Le jeudi 30 juillet, le Tribunal criminel pour enfant de Mandiana a jugé l’affaire du viol collectif de Djoma-Balandougou. Attirée hors du village sous prétexte d’une leçon de conduite de moto, FC, 13 ans, a été isolée en brousse, agressée puis filmée par plusieurs jeunots. À l’issue des débats marqués par le témoignage de la victime et les aveux des prévenus, la justice a prononcé de lourdes peines de prison et d’amendes.

Les faits débutent après une rencontre sportive entre ados du village. Promettant à la jeune FC de lui enseigner le pilotage d’une moto, les mis en cause l’ont conduite à l’écart des regards. Une fois en brousse, elle a subi les assauts successifs du groupe tout en étant filmée. À la barre, la jeune fille relate cet isolement et l’impossibilité de solliciter de l’aide : « Ils m’ont emmenée loin de la ville. Même si je criais, personne ne pouvait m’entendre. » Traumatisée, elle garde d’abord le silence face aux intimidations directes subies sur place : « Je n’en ai pas parlé à mes parents. Ils m’ont dit que si j’en parlais à quelqu’un, ils me tueraient. »

Les aveux de Moussa

La séquence enregistrée ayant ensuite circulé sur Internet, la justice s’est saisie du dossier. Premier à comparaître devant le tribunal de première instance, Moussa Condé, 19 ans. Il reconnaît sa participation tout en rejetant la responsabilité de la diffusion numérique sur son coaccusé en cavale, Kalou Sylla.

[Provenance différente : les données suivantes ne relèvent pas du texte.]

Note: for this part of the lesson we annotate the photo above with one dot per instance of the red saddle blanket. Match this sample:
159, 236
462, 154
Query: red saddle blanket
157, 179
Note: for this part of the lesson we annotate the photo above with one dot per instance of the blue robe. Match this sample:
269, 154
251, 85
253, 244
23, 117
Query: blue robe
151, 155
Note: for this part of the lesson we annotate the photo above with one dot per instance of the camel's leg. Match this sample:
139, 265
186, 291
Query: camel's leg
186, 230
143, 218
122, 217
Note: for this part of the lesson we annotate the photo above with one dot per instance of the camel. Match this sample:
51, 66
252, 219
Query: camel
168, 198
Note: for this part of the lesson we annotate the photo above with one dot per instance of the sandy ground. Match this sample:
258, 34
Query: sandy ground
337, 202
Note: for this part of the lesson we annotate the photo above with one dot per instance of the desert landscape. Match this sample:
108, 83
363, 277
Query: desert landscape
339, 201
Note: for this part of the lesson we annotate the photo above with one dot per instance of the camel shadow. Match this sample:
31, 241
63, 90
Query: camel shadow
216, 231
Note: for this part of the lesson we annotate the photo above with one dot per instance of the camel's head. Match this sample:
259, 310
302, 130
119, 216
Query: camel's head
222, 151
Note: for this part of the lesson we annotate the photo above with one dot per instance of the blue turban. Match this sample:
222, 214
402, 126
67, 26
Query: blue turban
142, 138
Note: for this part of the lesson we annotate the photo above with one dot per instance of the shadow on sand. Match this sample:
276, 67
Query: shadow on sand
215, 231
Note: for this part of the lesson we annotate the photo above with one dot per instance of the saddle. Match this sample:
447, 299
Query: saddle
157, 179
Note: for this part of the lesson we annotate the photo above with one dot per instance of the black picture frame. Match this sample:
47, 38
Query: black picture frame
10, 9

Interrogé sur son acte, le prévenu tente de s’en remettre à la clémence des juges : « Je ne voulais pas toucher FC, mais il m’a forcé. Je lui demande pardon, je demande pardon à toutes les femmes, je demande pardon à tous ceux qui sont là. »

Face à ces révélations, le pro-crieur de la République, Abdoulaye Soumah, souligne la gravité des faits d’atteinte à la personne et de captation d’images : « Ces faits si ignobles qui ont touché pratiquement le monde entier ne méritent qu’une peine de nature à rassurer la société. » Il a alors requis 20 ans de réclusion et un milliard de francs glissants d’amende.

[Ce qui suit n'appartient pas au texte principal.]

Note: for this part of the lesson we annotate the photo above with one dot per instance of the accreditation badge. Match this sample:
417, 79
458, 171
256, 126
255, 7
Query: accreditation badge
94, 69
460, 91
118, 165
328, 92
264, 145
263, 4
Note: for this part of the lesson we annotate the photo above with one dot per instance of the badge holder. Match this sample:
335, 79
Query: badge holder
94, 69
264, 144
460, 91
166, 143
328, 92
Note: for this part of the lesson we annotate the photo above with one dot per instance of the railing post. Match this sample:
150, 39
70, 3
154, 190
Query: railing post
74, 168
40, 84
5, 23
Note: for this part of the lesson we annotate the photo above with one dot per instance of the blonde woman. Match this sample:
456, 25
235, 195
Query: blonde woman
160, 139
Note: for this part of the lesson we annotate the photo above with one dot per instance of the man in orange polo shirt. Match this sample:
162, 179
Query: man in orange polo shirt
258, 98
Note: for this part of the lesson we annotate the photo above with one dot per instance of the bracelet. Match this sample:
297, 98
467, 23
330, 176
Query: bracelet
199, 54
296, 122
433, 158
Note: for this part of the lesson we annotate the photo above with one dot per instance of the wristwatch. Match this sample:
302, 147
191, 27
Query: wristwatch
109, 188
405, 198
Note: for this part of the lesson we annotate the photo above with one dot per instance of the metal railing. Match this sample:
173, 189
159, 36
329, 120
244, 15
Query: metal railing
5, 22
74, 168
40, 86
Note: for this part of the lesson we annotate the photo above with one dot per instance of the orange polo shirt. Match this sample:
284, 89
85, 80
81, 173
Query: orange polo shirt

L’avocat (sans vinaigrette) de Moussa Condé a plaidé la jeunesse de son client et le rôle éducatif de la peine. Mais finalement, ce dernier a été condamné à 15 ans d’emprisonnement et 700 millions de francs glissants d’amende.

Deux mineurs à la barre

L’audience s’est poursuivie devant le tribunal pour le jugement des autres mis en cause, Oumar Condé et Lanceï Keita, mineurs. Ce dernier explique devant le tribunal avoir agi sur ordre du principal instigateur : « C’est Kalou qui m’a demandé d’aller faire comme les autres. Si j’ai filmé, c’est parce que Kalou me l’a ordonné. »

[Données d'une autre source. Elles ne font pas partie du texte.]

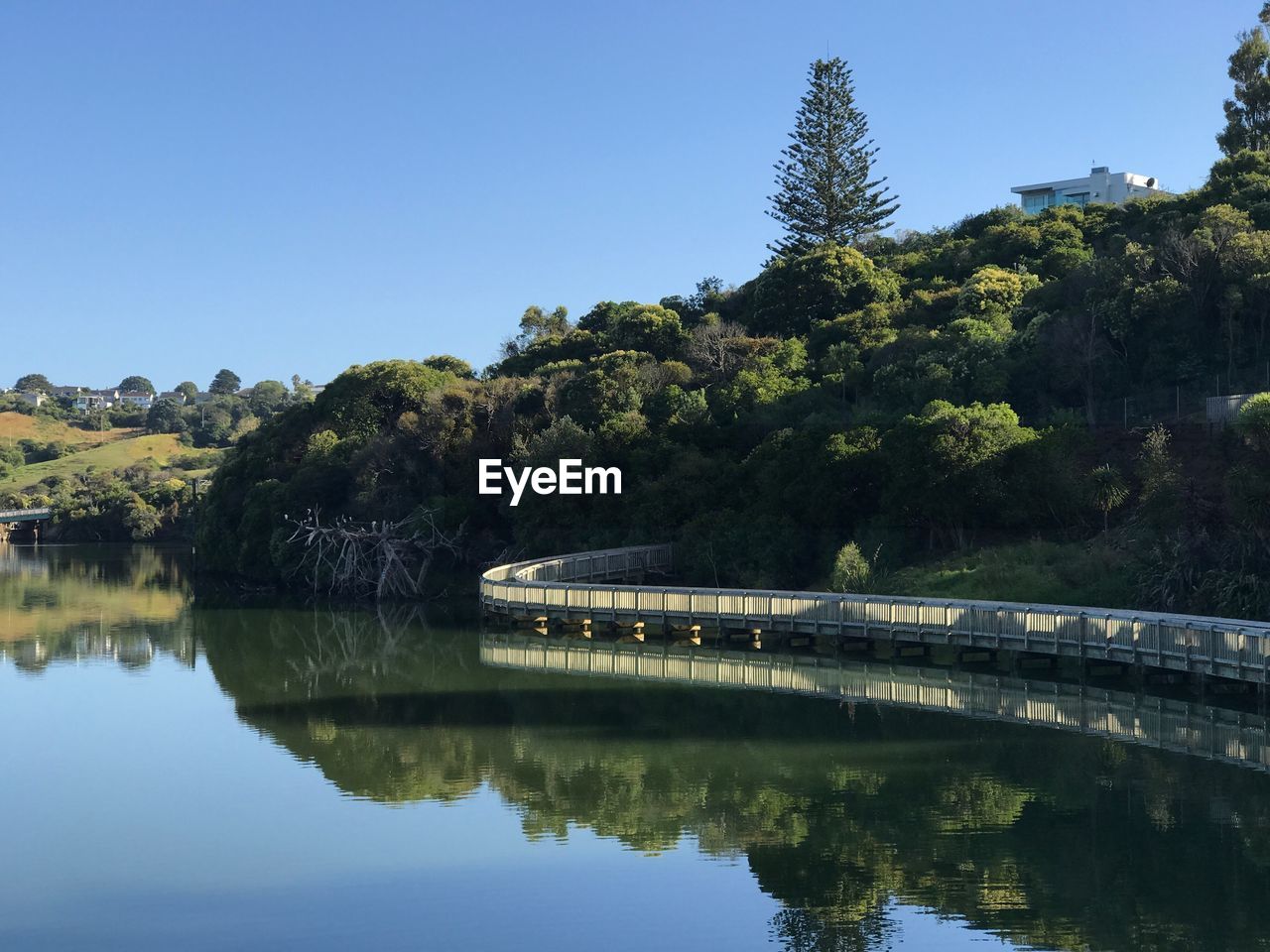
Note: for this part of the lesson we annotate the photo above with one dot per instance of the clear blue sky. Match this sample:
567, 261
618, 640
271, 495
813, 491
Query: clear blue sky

Après des réquisitions fixées à 4 ans de prison, la juridiction a condamné Oumar Condé et Lanceï Keita à 3 ans d’emprisonnement et 10 millions de francs glissants d’amende chacun, pour viol collectif et enregistrement d’images à caractère pornographique.

Quant au principal accusé en fuite, Kalou Sylla, désigné comme le cerveau des agressions et le détenteur du téléphone ayant servi aux enregistrements, il écope par contumace 5 ans de prison et 30 millions de francs glissants d’amende. Un mandat d’arrêt a été décerné à son encontre.